Our aim is to build a judging project which resonates with work within feminist legal studies and beyond. We hope that it will be accessible to a wide range of groups and individuals. By framing judgment as an inherently political activity and focusing on Northern/Irish contexts, the Northern/Irish Feminist Judgments Project will take feminist judging in challenging new directions. Judges play different roles according to their political environment. Ireland and Northern Ireland are separate jurisdictions with difficult and overlapping legal and political histories. Over the past century, the stability and authority of both legal orders has been subject to daily contestation. Judges are crucial, if not always nakedly, political figures. Important judgments articulate ideal national futures characterised by certainty, stability and respect for established order (Devlin, 1993). Inasmuch as both societies have been dominated by ethno-national conflict and religious conservatism, judges (progressive or otherwise) have played identity politics; at times requiring litigants to perform ideal identities and at times reworking them (Hanafin, 1998). In unsettled times, Northern/Irish women became custodians of national identity; idealised mothers, daughters, wives, and victims (Fletcher, 2001). Judicial identity projects directly affected women’s lives, by defining women’s relationship to the state, setting the bounds of political action and sparking or smothering dissent, resistance, and reform (Mullally, 2006; Roulston, 1988; Connolly, 2002). These issues are ripe for critical interdisciplinary engagement, as judges in both jurisdictions grapple with supposedly new transitions into multiculturalism, secularism and post-national politics (Delanty, 1996; Clarke, 2000; Harrington, 2005).
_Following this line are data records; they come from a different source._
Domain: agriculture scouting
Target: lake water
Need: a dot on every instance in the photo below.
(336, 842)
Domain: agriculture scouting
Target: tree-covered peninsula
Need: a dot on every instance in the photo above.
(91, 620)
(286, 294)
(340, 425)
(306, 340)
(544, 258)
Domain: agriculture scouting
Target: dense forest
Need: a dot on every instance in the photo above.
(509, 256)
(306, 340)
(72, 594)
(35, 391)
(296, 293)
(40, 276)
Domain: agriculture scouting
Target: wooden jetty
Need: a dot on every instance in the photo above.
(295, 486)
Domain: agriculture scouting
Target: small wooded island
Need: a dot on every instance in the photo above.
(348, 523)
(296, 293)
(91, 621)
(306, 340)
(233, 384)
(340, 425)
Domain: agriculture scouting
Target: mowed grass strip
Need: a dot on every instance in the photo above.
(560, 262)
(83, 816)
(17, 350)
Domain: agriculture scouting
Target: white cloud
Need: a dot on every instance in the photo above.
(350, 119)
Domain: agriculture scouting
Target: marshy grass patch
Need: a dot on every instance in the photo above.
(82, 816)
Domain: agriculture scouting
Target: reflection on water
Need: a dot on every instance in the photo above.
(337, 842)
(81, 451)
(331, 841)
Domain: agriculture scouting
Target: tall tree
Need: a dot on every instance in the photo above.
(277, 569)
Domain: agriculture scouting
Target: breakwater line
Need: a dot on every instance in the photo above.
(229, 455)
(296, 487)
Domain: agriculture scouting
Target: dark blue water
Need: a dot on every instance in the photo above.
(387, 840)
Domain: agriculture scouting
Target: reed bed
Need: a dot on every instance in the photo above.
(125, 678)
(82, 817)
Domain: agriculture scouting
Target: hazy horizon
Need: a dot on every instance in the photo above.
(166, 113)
Existing socio-legal studies of gender and the Northern/Irish judiciary have focused on processes of selection and appointment, and the significance of representation (Bacik et al, 2003; Ward, 2007; Feenan, 2008). Such studies draw on academic scholarship on gender and parity and representation, but do not engage in sustained exploration of judicial reasoning and techniques of judicial practice. Research and scholarship on the politics of the judiciary, and on judicial activism or restraint, in both jurisdictions, largely ignore fraught questions of gender and national belonging (Dickson, 2010; Gwynn-Morgan, 2011). This project therefore provides an engaging opportunity to consolidate and re-invigorate judicial studies in Northern/Ireland.
The photograph is of the London-based feminist direct action performance group ‘Speaking of I.M.E.L.D.A.’ The group has used occasions such as the St. Patrick’s Day Parade and the State Visit to protest Ireland’s Making England the Legal Destination for Abortion.